Task segments in the NIRS measurements and depiction of a trial in the stop-signal paradigm. (A) Overall task period. During the pre-task period, subjects were instructed to alternatively tap with their right and left index fingers every 1 s as accurately as they could. (B) During the stop-signal task, subjects were instructed to respond as quickly and accurately as possible to the go stimulus (‘●’, ‘■’) in no-stop-signal trials. In stop-signal trials, participants were instructed to try to withhold their response as required until the auditory stop signal occurred.

Statistical analysis

Demographic and clinical variables were compared among the study groups using the χ2 test, t-test and one-way ANOVA followed by Tukey’s post hoc test. Statistical significance was assumed at P < 0.05 (two-tailed).
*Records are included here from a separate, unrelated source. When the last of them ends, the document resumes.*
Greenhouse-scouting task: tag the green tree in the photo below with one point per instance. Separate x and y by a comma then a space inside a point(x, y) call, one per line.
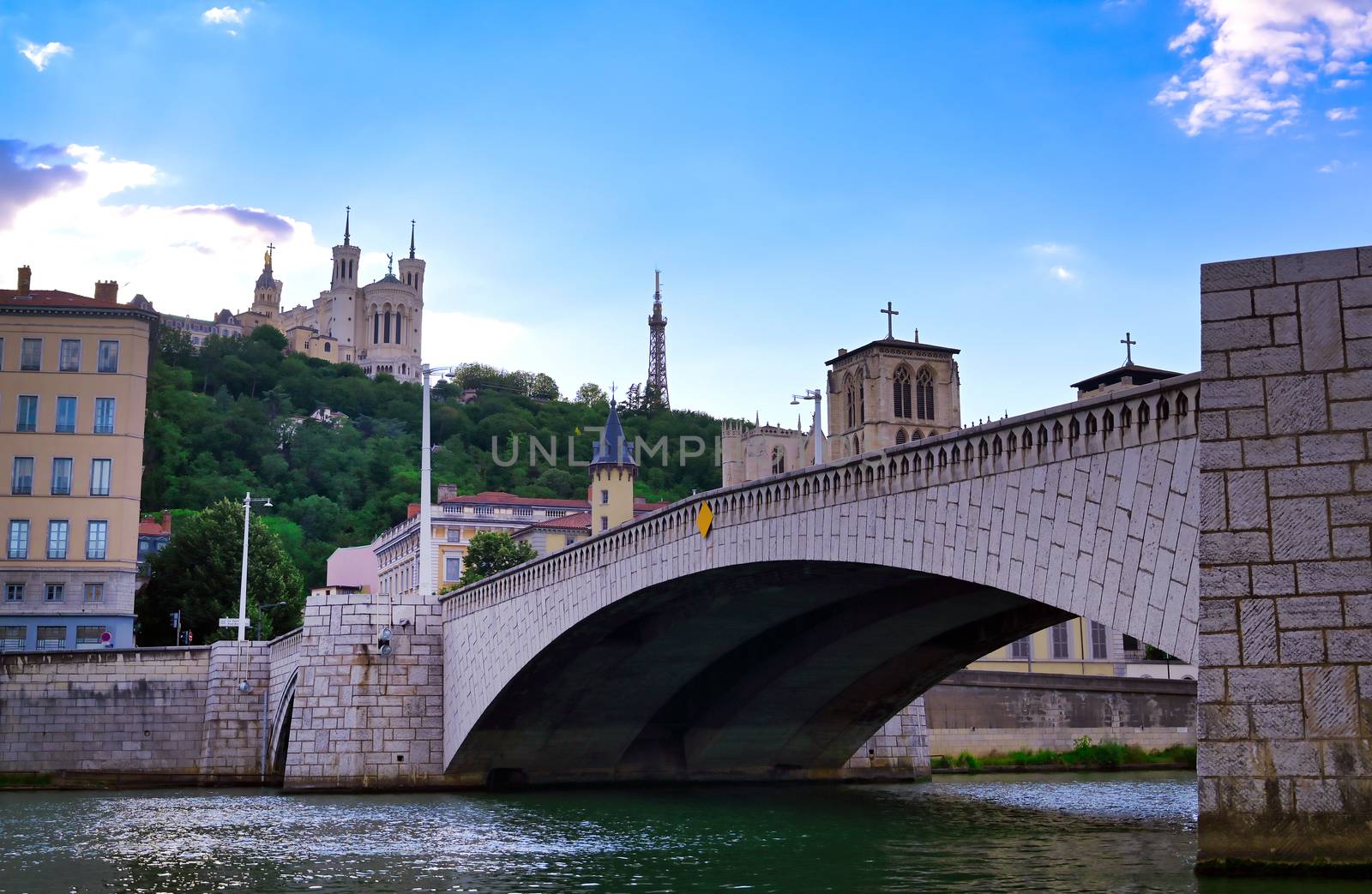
point(198, 575)
point(491, 553)
point(592, 395)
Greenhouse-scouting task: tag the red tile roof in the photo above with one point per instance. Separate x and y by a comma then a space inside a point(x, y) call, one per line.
point(576, 521)
point(509, 500)
point(54, 299)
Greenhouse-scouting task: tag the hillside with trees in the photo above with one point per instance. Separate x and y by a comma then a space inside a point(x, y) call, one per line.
point(232, 417)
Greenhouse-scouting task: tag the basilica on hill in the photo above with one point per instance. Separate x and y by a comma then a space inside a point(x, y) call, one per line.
point(379, 325)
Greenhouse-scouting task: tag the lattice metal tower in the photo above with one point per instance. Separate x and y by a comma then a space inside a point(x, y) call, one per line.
point(658, 345)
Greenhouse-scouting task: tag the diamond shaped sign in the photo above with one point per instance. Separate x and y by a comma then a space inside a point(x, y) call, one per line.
point(704, 519)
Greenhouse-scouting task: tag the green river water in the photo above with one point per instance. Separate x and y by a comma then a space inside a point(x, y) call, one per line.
point(990, 832)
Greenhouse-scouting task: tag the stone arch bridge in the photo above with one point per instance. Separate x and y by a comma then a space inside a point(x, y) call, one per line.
point(823, 601)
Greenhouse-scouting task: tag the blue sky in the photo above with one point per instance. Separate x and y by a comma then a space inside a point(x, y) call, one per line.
point(1024, 181)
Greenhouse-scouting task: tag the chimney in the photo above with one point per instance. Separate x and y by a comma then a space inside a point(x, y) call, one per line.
point(107, 291)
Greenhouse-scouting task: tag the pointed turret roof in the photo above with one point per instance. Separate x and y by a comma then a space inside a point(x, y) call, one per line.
point(614, 448)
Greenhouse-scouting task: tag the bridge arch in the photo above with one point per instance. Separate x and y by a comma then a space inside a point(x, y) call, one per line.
point(779, 642)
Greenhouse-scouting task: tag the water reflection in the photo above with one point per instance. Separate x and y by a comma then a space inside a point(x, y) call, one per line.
point(1080, 832)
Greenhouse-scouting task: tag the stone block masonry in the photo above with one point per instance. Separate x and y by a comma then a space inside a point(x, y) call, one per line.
point(150, 716)
point(365, 720)
point(1286, 558)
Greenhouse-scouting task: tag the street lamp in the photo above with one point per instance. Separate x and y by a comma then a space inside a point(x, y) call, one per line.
point(244, 582)
point(816, 397)
point(425, 473)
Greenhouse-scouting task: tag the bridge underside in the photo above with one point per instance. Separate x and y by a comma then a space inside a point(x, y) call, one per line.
point(775, 671)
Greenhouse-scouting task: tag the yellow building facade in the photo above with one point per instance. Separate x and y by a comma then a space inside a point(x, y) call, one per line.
point(73, 397)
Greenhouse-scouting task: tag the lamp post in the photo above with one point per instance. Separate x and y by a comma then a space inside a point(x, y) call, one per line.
point(811, 393)
point(425, 475)
point(244, 582)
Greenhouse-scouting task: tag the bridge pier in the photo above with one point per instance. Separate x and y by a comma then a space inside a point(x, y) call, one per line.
point(1286, 579)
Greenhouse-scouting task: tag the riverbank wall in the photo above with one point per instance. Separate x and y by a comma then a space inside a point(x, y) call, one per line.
point(984, 712)
point(135, 716)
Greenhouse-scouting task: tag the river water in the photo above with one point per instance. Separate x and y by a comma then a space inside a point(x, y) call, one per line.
point(990, 832)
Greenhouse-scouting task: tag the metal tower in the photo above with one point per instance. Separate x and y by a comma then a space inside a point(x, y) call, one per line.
point(658, 345)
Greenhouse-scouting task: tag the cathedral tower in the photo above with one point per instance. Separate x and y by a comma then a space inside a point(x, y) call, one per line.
point(346, 256)
point(614, 471)
point(412, 269)
point(267, 294)
point(656, 388)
To identify regional differences in frontotemporal hemodynamic activation associated with the inhibitory control task, we compared mean oxy-Hb changes during the pre-task (baseline) and task periods for every channel within individual subjects using the paired t-test. Task-related oxy-Hb changes were compared among the study groups using ANOVA followed by Tukey’s post hoc test. Because Tukey’s post hoc test focused on NIRS channels where the hemodynamic response was shown to be significant after FDR correction, no further correction for multiple comparisons was applied for the post hoc test and responses were considered significant at P < 0.05[23]. Complementary analyses were performed to identify between-group differences in activation associated with inhibitory control using ANCOVA with age, gender (dummy parameterised, male = 0, female = 1) and SSRT as covariates. Furthermore, to examine the relationships between task-related oxy-Hb changes and clinical variables, we calculated Pearson’s correlation coefficients. We set the value of q (i.e. FDR) to 0.05 such that the false-positive rate was not greater than 5% on average when processing oxy-Hb data obtained from multiple channels[60].